Thanks for the reply. I knew you were going to comment on the white witch lol, but it is a term someone told me that "they" were when I was a teenager. To them it meant using their craft for good, I guess. The woman who is my son's gf's mom that says she is a "pagen" comes out of mormonism and so yeah, she is very anti-christian. I know she does Tarot card readings and believes in the forces like moon, sun, nature etc. She has a Ouija board too. But I don't know how serious she is about her beliefs or how much she follows whatever.
Anyway, I do appreciate your comments to help me better understand you and people that believe as you do. I wasn't sure if pagen was even considered a "religion" to some or just a term for someone that didn't claim to believe in God. And I certainly didn't realize how general of a term it was. Thanks for helping me understand that as well.
Actually, the US Government recognizes Paganism as a legitmate religion and has awarded it the same 501(c)3 status as many other non-profit organizations.
The US Military allows the Pentacle to be placed on the tombs of fallen pagan soldiers.
I'm more than willing to answer any questions you may have...and to answer the quote below you'll see a bit more of my background and what led me back to paganism
Hi, Gwenyfur

If it's ok to ask, I'm wondering why a pagan would want to be part of a christian forum. You sound like a very interesting person.
Of course it's okay to ask
I joined CF in Dec '04. At the time I registered, I was a Messianic, married to a Baptist Seminary student, served as a church pianist, worked as a stage director with the youth's drama troupe, and in general spent all my time taking care of my family and serving in teh church...somewhere in there I still managed a full time job as well. So...that's what brought me to CF, a friend had told me it was a great place to hang out with other christian women...and I did hang out in WD when I first arrived...
Now I'm going to backtrack a bit...
When I was 10 I visited my paternal grandmother for the first time. She was a natural witch, my grandfather a keeper of the old ways, and my paternal great grandmother who was the daughter of her tribe's shaman. The things I learned that summer, the naturalness of herbalism, the stillness of listening to the wind, scrying in a stream, many of those types of activities spoke to my soul in a way I'd never been touched before...and it *fit* so naturally and completely that even after I returned home I continued to study...public libraries are wonderful things ... no matter the topic, the information can be had. I studied about earth magicks, herbalism, what herbs work with the body in what ways, and continued to meditate and learn to interpret the heartbeat of the earth.
During the intervening years I grew up, joined the Marine Corps, got married, had a daughter, got divorced, medically retired from teh Corps, and again...life goes on.
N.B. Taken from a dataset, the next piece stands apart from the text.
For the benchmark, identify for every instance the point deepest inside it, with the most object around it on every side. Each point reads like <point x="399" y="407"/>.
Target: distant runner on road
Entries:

I met my 2nd husband just shortly after I learned to walk again...and he continued to witness, to entice...and being in the vulnerable, still reeling state of mind from losing everything I'd worked so hard for (career, health, rank, etc) I shrugged a bit and decided to give it a go...surely it couldn't hurt...
How wrong I was!
I got married, had another daughter, survived cancer, and we're back to the 1st paragraph of my answer... (you ask...you get thorough answer LOL)
a couple of years or so after joining CF I joined staff as a moderator, then as a supervisor, an admin...and until eventually I was made a Site Advisor by LeeD one of the previous owners.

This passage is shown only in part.